Fred Rothwell

No. 61
- Position: Center

Personal information
- Born: October 8, 1952 (age 73) Lafayette, Indiana, U.S.
- Listed height: 6 ft 3 in (1.91 m)
- Listed weight: 240 lb (109 kg)

Career information
- High school: P. K. Yonge (Gainesville, Florida)
- College: Kansas State
- NFL draft: 1974: 13th round, 325th overall pick

Career history
- Detroit Lions (1974);

Career NFL statistics
- Games played: 14
- Games started: 0
- Stats at Pro Football Reference

= Fred Rothwell =

American football player (born 1952)

Donald Fred Rothwell (born October 8, 1952) is an American former professional football player who was a center for one season with the Detroit Lions of the National Football League (NFL) in 1974. He played college football for the Kansas State Wildcats and was selected by the Lions in the 13th round of the 1974 NFL draft.

==Professional career==
Rothwell was drafted 325th overall in the 13th round by the Detroit Lions in the 1974 NFL draft. Rothwell played 14 games for the Lions in the 1974 season.

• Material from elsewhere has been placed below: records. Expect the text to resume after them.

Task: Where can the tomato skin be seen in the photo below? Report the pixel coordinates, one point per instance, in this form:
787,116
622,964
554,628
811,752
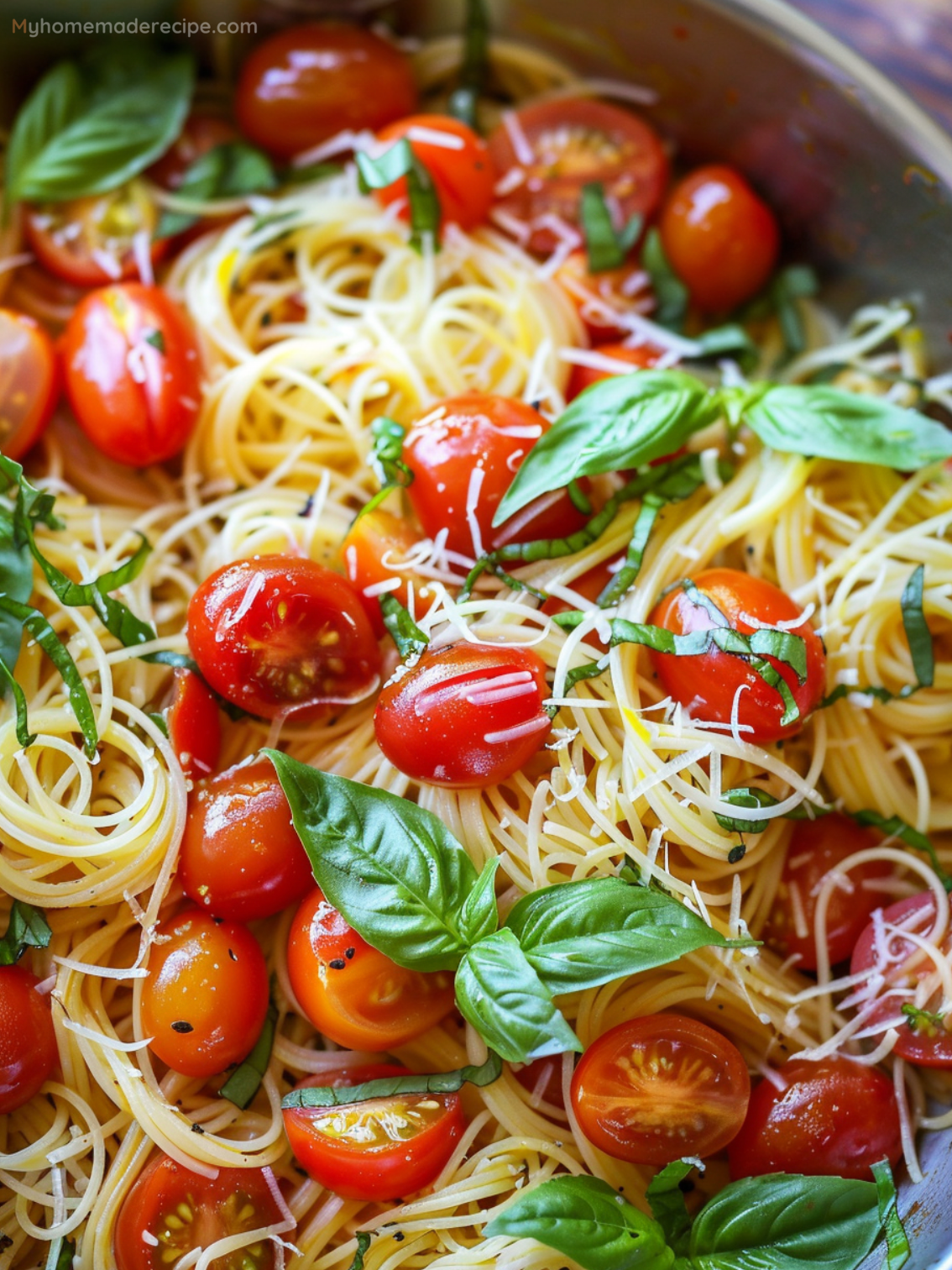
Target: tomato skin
240,855
463,176
577,141
202,968
432,723
815,848
135,419
236,1200
491,434
307,83
29,1052
353,994
834,1118
282,635
29,382
706,685
721,239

He was released by Detroit before the start of the next season.

Rothwell was also selected by the World Football League's Jacksonville Sharks in the 1974 WFL Draft, but he never signed with the team.

==Post-playing career==
Since his retirement, Rothwell has worked as a financial representative for Northwestern Mutual in Topeka, Kansas.